İddianamede, alay binası önünde Albay Rıfkı Keser'in İbrahim Karakuş'a, "Çok acil bir durum var, Genelkurmay'dan emir geldi, TSK ve emniyet olarak müşterek bir faaliyet yapılacak, kontrol Genelkurmay'da, söylediklerimi dikkatlice dinle. Ramizpaşa veya Remzipaşa Caddesi Millet Parkı yanı No: 1 sayılı yere gideceksiniz, Mehmet Cengiz isimli şahsı alacaksınız, aynı bölgede oturan Servet Yardımcı isimli şahsı da alacaksınız ve Maltepe Askeri Cezaevine teslim edeceksiniz." şeklinde emir verdiği kaydedildi.
"Başarısız olunca kamuflajları çıkarmışlar"
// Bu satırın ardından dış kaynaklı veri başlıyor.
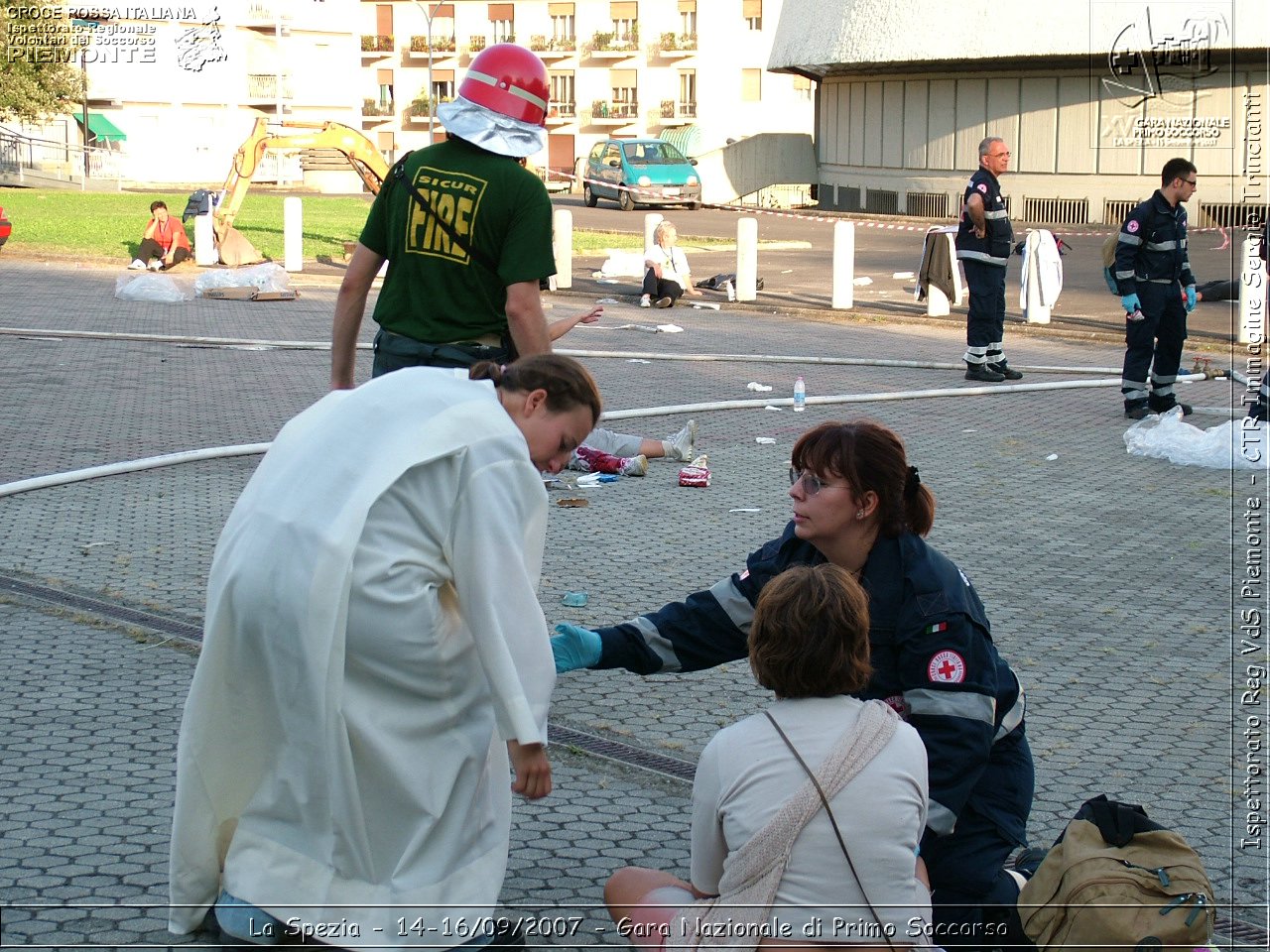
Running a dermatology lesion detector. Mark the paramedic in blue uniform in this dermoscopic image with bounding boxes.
[552,420,1034,948]
[956,136,1024,384]
[1115,159,1197,420]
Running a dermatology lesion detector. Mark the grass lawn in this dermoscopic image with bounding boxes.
[0,187,730,262]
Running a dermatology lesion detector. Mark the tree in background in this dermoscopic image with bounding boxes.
[0,0,83,122]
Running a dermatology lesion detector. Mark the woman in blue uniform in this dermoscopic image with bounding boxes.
[553,420,1034,948]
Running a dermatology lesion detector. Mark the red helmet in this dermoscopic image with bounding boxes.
[458,44,552,126]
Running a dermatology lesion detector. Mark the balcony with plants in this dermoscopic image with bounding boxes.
[362,33,396,59]
[405,36,458,62]
[657,33,698,60]
[362,99,396,126]
[548,100,577,126]
[590,99,639,126]
[585,28,639,60]
[530,33,577,62]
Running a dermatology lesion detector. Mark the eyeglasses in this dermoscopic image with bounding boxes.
[790,466,849,496]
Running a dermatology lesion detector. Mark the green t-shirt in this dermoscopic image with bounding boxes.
[361,139,555,344]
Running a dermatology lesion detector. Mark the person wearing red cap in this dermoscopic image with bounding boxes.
[330,44,555,390]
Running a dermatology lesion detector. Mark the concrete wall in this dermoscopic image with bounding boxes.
[698,132,817,202]
[817,67,1270,222]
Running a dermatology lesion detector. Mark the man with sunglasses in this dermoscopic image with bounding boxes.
[956,136,1024,384]
[1115,159,1197,420]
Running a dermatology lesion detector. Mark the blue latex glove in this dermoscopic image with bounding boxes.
[552,625,602,674]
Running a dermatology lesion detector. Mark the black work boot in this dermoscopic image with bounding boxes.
[965,361,1006,384]
[988,361,1024,380]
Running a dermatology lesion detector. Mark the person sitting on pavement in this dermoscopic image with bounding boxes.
[128,200,190,272]
[604,563,931,952]
[639,221,701,307]
[548,304,698,476]
[552,420,1035,948]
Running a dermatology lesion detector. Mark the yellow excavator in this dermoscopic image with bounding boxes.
[195,115,389,266]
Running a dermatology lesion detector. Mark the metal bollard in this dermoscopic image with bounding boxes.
[831,221,856,311]
[552,208,572,291]
[736,218,758,300]
[1024,232,1049,323]
[282,195,305,272]
[644,212,663,258]
[194,214,219,268]
[1239,236,1266,344]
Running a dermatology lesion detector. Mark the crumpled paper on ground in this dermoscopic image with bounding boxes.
[1124,408,1270,470]
[194,262,291,298]
[599,250,644,278]
[114,272,194,303]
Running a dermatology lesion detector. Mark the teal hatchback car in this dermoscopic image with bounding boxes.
[581,139,701,212]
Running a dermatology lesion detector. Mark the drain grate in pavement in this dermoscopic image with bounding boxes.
[548,724,698,783]
[0,572,203,644]
[1212,912,1270,948]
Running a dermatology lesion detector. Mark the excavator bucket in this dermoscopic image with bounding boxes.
[219,227,264,268]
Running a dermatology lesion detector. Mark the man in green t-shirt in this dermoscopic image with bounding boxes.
[330,44,555,390]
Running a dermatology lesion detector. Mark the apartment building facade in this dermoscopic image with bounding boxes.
[9,0,813,191]
[361,0,813,190]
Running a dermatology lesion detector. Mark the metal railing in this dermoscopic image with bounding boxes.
[0,127,127,182]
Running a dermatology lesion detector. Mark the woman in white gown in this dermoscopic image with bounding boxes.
[171,354,600,947]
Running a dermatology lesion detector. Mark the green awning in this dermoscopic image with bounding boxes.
[75,113,128,142]
[662,126,702,159]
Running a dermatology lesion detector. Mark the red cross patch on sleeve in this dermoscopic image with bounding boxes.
[926,652,965,684]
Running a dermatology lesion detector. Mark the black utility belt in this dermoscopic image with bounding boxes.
[375,327,509,367]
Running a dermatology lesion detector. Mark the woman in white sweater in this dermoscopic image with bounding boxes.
[604,565,930,951]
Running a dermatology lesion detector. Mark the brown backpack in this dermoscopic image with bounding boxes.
[1019,796,1216,952]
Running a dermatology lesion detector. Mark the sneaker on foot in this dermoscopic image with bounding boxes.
[988,361,1024,380]
[965,363,1006,384]
[621,453,648,476]
[1006,847,1049,880]
[662,420,698,463]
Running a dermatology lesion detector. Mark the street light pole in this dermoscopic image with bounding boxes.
[414,0,441,146]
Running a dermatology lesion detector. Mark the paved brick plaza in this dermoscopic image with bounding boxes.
[0,259,1267,948]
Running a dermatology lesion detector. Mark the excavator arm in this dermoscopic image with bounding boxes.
[212,115,389,241]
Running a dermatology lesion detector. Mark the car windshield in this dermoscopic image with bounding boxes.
[622,142,689,165]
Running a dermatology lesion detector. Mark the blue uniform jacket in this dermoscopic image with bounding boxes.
[595,522,1033,843]
[953,169,1015,268]
[1115,189,1195,298]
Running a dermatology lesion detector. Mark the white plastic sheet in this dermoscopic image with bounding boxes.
[114,272,194,303]
[1124,409,1270,470]
[194,262,291,298]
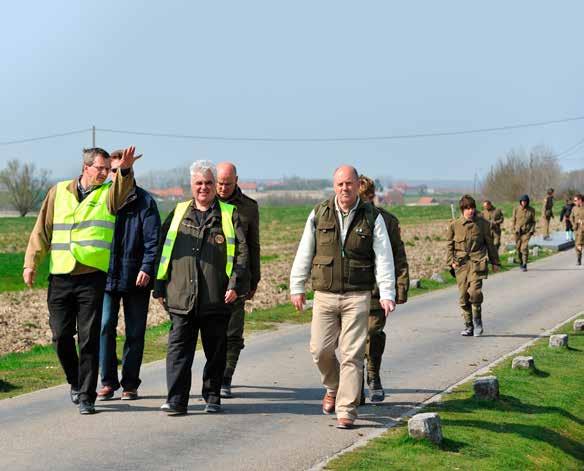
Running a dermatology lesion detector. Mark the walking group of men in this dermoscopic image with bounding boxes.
[23,147,584,428]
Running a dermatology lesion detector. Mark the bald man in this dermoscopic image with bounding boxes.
[217,162,261,398]
[290,165,395,429]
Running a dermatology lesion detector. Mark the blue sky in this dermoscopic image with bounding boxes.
[0,0,584,183]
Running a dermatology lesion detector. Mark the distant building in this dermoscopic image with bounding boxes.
[148,186,185,201]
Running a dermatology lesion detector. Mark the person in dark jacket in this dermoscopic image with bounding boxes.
[97,151,160,401]
[217,162,261,398]
[560,198,574,240]
[153,160,249,415]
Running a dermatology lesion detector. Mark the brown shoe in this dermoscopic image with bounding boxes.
[97,386,115,401]
[337,419,355,429]
[121,389,138,401]
[322,393,337,415]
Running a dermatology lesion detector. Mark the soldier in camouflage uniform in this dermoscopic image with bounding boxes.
[446,195,499,337]
[513,195,535,271]
[570,193,584,265]
[359,175,410,402]
[541,188,554,240]
[481,200,505,251]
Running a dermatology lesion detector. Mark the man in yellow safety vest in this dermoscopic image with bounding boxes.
[22,147,135,415]
[153,160,249,415]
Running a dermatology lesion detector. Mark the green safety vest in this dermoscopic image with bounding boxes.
[49,180,116,274]
[156,200,235,280]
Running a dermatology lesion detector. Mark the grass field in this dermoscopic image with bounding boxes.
[326,323,584,471]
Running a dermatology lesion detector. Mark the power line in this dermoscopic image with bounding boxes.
[0,129,91,146]
[96,116,584,142]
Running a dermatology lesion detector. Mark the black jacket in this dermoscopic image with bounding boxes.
[105,186,160,292]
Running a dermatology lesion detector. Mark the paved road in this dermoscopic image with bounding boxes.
[0,251,584,471]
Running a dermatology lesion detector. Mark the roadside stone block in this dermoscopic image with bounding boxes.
[511,357,535,370]
[549,334,568,348]
[408,412,442,444]
[473,376,499,401]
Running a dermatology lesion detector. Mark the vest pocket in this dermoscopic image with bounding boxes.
[348,259,375,287]
[312,255,334,291]
[316,221,335,245]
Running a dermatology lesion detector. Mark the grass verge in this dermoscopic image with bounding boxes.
[0,247,551,399]
[326,323,584,471]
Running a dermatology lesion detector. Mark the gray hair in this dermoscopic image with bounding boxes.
[191,160,217,182]
[83,147,110,166]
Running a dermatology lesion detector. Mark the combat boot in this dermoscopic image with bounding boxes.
[472,305,483,337]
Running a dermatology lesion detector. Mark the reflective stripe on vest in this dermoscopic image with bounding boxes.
[156,200,235,280]
[49,180,116,274]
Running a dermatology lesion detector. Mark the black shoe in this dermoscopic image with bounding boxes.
[220,376,233,399]
[79,399,95,415]
[460,326,474,337]
[368,378,385,402]
[160,402,187,415]
[69,388,79,405]
[473,319,483,337]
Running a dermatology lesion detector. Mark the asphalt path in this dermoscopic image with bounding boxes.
[0,251,584,471]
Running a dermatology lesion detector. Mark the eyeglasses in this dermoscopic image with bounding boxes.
[90,165,110,173]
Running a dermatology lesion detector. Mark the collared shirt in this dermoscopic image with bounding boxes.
[290,198,395,301]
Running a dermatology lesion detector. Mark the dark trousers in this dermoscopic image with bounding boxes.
[365,309,386,382]
[47,271,106,402]
[99,289,150,390]
[223,301,245,378]
[166,312,229,407]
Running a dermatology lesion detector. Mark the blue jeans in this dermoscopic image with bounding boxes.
[99,289,150,390]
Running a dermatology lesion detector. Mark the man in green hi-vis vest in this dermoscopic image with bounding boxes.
[22,147,135,414]
[153,160,249,415]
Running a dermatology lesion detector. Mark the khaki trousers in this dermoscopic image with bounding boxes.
[310,291,371,420]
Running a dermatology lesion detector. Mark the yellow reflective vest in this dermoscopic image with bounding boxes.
[49,180,116,274]
[156,200,235,280]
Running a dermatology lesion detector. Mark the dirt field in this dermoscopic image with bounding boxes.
[0,208,560,355]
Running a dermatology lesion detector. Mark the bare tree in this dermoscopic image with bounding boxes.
[482,146,562,201]
[0,160,49,217]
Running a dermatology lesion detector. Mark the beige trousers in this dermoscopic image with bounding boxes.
[310,291,371,420]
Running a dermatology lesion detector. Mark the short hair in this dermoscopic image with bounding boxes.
[333,165,359,181]
[191,160,217,182]
[83,147,110,166]
[359,175,375,198]
[458,195,477,211]
[110,149,124,160]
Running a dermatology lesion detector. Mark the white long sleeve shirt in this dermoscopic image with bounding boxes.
[290,198,395,301]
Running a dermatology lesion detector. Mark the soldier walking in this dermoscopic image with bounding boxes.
[541,188,554,240]
[513,195,535,271]
[481,200,505,251]
[446,195,500,337]
[570,193,584,265]
[359,175,410,402]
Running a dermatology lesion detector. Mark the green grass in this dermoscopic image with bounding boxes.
[0,253,49,293]
[326,323,584,471]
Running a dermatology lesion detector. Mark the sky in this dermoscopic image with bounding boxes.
[0,0,584,180]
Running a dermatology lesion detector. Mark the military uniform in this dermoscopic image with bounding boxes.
[513,205,535,266]
[446,216,499,335]
[541,195,554,238]
[570,206,584,265]
[365,208,410,391]
[481,206,505,250]
[221,186,261,388]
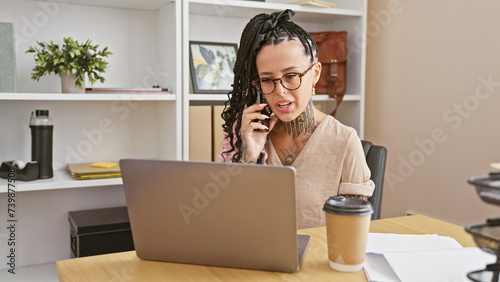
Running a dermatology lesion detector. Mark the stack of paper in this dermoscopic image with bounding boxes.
[364,233,496,282]
[68,162,121,180]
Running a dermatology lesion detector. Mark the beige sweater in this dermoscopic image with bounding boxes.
[265,116,375,229]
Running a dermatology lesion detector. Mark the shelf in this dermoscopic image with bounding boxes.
[189,94,231,101]
[189,94,361,101]
[0,93,176,101]
[24,0,174,11]
[189,0,363,23]
[313,94,361,102]
[0,170,123,193]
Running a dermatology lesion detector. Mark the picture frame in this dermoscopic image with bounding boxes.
[189,41,238,94]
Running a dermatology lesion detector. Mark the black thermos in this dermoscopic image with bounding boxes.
[30,110,54,178]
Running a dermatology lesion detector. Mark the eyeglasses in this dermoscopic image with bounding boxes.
[252,63,316,95]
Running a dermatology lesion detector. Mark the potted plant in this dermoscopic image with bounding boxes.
[26,37,113,93]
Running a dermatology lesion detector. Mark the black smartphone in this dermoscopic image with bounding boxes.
[257,91,273,117]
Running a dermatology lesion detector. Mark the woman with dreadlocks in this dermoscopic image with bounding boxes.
[218,10,375,228]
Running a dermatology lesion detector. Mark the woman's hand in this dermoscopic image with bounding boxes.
[240,104,277,163]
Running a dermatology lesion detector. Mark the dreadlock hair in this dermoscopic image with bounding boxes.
[221,9,318,163]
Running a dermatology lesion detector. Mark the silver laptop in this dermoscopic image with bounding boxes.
[120,159,309,272]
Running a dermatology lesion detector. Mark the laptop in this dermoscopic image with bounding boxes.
[120,159,309,272]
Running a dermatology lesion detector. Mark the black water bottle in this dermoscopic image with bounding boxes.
[30,110,54,178]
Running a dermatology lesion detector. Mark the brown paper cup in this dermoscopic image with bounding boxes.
[324,197,373,272]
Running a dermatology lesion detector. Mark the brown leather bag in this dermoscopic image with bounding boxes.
[310,31,347,116]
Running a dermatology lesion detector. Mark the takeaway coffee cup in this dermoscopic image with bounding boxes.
[323,196,373,272]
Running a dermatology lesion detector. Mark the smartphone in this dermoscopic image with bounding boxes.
[257,91,273,117]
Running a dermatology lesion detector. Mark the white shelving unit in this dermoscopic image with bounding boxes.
[0,0,182,193]
[182,0,367,159]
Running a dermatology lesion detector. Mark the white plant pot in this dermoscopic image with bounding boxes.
[59,72,85,94]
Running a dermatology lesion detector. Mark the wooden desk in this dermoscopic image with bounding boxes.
[56,215,475,281]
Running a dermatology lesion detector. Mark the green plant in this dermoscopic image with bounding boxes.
[26,37,113,89]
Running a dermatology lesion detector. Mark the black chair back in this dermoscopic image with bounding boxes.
[361,140,387,220]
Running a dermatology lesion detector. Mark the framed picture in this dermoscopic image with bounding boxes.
[189,41,238,94]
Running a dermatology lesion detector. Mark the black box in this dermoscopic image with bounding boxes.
[68,207,134,258]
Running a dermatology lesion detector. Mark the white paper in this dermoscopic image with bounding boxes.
[364,233,496,282]
[384,248,496,282]
[366,233,462,254]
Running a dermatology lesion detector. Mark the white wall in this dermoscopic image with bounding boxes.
[365,0,500,225]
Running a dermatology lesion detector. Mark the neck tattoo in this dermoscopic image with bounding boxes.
[284,100,316,139]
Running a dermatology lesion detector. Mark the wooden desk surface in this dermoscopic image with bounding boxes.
[56,215,476,281]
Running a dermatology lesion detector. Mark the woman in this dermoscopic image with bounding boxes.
[219,10,374,229]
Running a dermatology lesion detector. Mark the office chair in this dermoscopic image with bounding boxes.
[361,140,387,220]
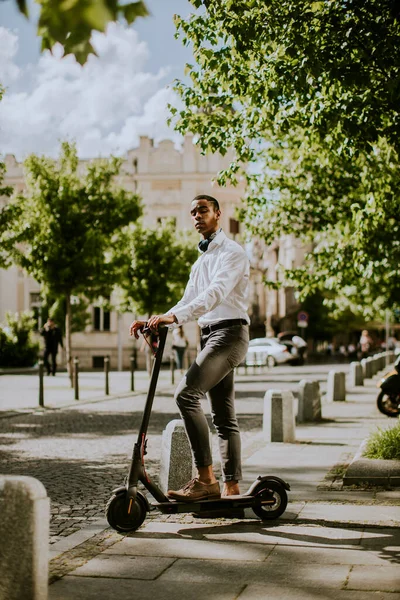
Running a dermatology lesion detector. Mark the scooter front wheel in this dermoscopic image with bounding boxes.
[106,492,147,533]
[252,480,288,521]
[376,391,400,417]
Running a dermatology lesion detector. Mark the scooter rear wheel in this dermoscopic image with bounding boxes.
[106,492,147,533]
[376,391,400,417]
[252,480,288,521]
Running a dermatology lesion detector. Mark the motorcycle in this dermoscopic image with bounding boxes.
[376,356,400,417]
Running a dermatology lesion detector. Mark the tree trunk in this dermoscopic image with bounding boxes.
[65,293,74,387]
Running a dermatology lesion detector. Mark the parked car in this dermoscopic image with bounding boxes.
[278,331,307,365]
[245,338,293,367]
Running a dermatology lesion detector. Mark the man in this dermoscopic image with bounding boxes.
[40,318,63,376]
[130,194,250,502]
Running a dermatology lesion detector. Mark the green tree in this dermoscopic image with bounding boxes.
[10,0,149,65]
[0,142,141,373]
[115,222,198,316]
[0,311,39,367]
[0,85,15,268]
[171,0,400,316]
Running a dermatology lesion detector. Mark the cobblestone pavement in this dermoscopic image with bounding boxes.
[0,399,261,543]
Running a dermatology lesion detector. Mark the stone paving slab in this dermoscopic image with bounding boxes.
[347,565,400,592]
[238,583,400,600]
[159,559,350,589]
[204,522,363,549]
[299,503,400,527]
[69,553,177,579]
[49,576,244,600]
[104,536,272,564]
[268,544,387,568]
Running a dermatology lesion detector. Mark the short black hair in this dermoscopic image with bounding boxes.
[192,194,220,210]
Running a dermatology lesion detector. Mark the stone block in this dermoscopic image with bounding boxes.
[0,475,50,600]
[361,358,372,379]
[349,362,364,387]
[160,419,196,492]
[263,390,296,443]
[326,371,346,402]
[367,356,377,377]
[297,379,321,423]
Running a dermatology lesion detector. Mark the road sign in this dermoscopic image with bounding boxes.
[297,310,308,321]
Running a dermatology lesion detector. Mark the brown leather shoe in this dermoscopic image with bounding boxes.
[167,478,221,502]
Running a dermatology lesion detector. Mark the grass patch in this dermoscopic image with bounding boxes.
[364,421,400,460]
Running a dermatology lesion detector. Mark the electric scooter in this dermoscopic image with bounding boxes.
[106,326,290,533]
[376,356,400,418]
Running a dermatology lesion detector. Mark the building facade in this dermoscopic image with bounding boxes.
[0,136,301,369]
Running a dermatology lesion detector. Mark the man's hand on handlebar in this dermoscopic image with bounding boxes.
[129,321,147,340]
[147,315,176,331]
[129,315,176,340]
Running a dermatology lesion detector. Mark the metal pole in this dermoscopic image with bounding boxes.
[117,312,123,371]
[385,308,390,366]
[104,356,110,396]
[74,356,79,400]
[39,358,44,406]
[131,356,135,392]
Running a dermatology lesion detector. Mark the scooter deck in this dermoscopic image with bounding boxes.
[151,496,275,514]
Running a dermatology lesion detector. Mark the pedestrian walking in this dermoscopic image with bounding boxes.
[40,318,63,376]
[359,329,372,358]
[172,326,189,374]
[130,195,250,502]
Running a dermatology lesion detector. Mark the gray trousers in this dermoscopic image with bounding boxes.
[175,325,249,481]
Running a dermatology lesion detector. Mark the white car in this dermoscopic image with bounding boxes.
[246,338,293,367]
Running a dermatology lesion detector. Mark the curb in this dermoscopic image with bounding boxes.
[343,439,400,487]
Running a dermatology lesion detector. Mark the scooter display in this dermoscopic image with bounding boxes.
[376,355,400,417]
[106,327,290,533]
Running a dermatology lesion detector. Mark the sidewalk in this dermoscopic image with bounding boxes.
[0,370,178,416]
[49,367,400,600]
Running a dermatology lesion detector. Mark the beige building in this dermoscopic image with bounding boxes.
[0,136,301,368]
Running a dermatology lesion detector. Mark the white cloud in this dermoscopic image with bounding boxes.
[0,27,20,86]
[0,24,183,159]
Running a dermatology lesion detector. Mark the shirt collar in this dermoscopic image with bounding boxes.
[200,227,226,252]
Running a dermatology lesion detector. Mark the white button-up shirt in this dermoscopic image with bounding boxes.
[168,230,250,327]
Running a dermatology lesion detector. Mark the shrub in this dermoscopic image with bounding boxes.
[364,421,400,460]
[0,312,39,367]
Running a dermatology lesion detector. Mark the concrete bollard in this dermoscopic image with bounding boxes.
[160,419,196,492]
[326,371,346,402]
[378,352,386,371]
[349,362,364,387]
[296,379,321,423]
[361,358,372,379]
[367,356,376,377]
[263,390,296,443]
[0,475,50,600]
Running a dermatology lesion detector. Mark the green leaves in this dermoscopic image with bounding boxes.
[1,143,141,299]
[113,222,198,315]
[16,0,149,65]
[176,0,400,315]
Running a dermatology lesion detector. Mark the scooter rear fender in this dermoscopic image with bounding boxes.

Tuzla Piyade Okulundan çıkış yapan 9 sivil aracın başlarında sanıklar Servet Kartal, Efraim Yılmaz ve İbrahim Karakuş'un bulunduğu, araçla çıkış yapan askeri personelin savunmalarında benzer şekilde lojmanları ve kamp bölgesini korumaya gittiklerini söylediklerine vurgu yapılan iddianamede, şu değerlendirmelerde bulunuldu:
"Askeri lojmanların ve kamp bölgesinin Tuzla ilçesi merkezinde bulunmasına rağmen askeri personelin sivil araçlarla E-5 otoyoluna çıktıkları ve şüpheli İbrahim Karakuş'un sevk ve idaresindeki 5 araçlık konvoyun Kadıköy sahile, şüpheli Efraim Yılmaz'ın sevk ve idaresindeki 2 araçlık konvoyun Kartal Köprüsü'ne ve şüpheli Servet Kartal'ın sevk ve idaresindeki 2 araçlık konvoyun ise Üsküdar Ünalan sapağına kadar ilerledikleri ancak E-5 karayolu ve bağlantı yollarındaki trafiğin artması, güvenlik güçleri ile vatandaşların müdahale etmeleri, darbe girişiminin başarısızlığa uğradığının anlaşılması üzerine, üzerilerindeki kamuflajları çıkartarak sakladıkları, silahlarını araçta ayaklarının altlarına koydukları ve geri dönüş yaparak saat 02.00-03.00 sıralarında Tuzla Piyade Okuluna, ikametlerine geri dönüş yaptıkları anlaşılmıştır."